The next day we went to the Red Beach, apparently the only Red Beach in the world. It was cool to see. Along the way we stopped at a little house where a lady was selling homemade wines, honey and other small products. She let us taste the wine and figs, which reminded me of fig newtons from home. That night we ended up at another waffle place for a late dinner/dessert. This time I ordered a waffle with caramel baked apples, cinnamon and honey… with a scoop of vanilla ice cream on top. SO good! When we got back, Nikos said “Why are you girls here?! Why are you not out? Have fun! I take you out!” So, we agreed to go out the next night for dinner.
Yesterday morning we hopped on a bus to Pyrgos, where we saw the cutest cave houses and got to go inside a Greek orthodox cathedral. It was so different than all of the Italian cathedrals I have seen and it was so cool to compare the two cultures. The wind however made it almost impossible to see anything. It was brutal and I had both eyes shut or was blind from the sand and dirt in my eye about 90% of the time.

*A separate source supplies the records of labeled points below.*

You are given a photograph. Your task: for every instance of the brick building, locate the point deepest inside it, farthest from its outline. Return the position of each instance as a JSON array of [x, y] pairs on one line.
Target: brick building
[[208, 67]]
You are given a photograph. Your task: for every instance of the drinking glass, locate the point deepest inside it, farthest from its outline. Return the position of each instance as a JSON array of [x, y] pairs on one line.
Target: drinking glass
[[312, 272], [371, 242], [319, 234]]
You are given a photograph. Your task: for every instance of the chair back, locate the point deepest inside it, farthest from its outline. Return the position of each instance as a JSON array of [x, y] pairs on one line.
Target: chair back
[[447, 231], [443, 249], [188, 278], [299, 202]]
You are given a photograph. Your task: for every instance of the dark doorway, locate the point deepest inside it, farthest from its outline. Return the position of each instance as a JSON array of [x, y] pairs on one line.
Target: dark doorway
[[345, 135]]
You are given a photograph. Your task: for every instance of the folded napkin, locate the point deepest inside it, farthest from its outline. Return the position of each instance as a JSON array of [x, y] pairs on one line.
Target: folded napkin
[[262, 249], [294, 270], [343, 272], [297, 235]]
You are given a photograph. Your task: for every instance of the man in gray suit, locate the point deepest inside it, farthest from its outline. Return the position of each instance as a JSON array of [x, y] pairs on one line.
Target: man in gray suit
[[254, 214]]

That night we got all dressed up and went with Nikos, and his friend George, to Naoussa. He made reservations for 10 p.m. and told us it usually gets very crowded around then since Greeks eat dinner around 9:30 every night! And I thought 8:00 was late for dinner in Italy! He recommended that I try a traditional Greek dish called moussaka, a sort of casserole with ground meat, eggplant and potatoes. I never thought I liked eggplant and I am definitely not a fan of any meat besides chicken, but when will I ever get to come back to Greece? So, I ordered moussaka and loved it! It is my favorite dish I have had here. It reminded me of lasagna, but it was even better.

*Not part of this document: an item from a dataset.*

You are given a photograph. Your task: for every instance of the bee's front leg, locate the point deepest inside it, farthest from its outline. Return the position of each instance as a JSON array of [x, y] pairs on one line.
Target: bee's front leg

We sat and talked for over two hours and learned so much about Greek culture. We learned that without donkeys, Santorini would not be the same as it is today. When building cave houses, the Greeks would have to hang by harnesses. There was no way to put rocks on a truck or cart so high up, so the donkeys would carry the rocks up and down the narrow paths. Without them, the architecture would be completely different. Also, most of the buildings have arcs and domes because of an earthquake that previously shook Santorini. The construction of the arcs allowed for more stable buildings.
I asked Nikos if he plans on staying in Santorini for a while and he said he doesn’t make plans anymore. “When you make plans, the gods are laughing,” he said. After much insisting that we were way too full, Nikos and George still ordered two traditional Greek desserts for our table to share. When I tried to give Nikos money for our meal, he said it was an insult and that they covered the bill. George drove us back to the hotel and said goodnight, followed by “be my Facebook friend!”
Although I am sad I am missing Easter at home today, we are going to take a bus to Oia, to watch the “world’s most beautiful sunset” and I don’t think that’s such a bad substitute.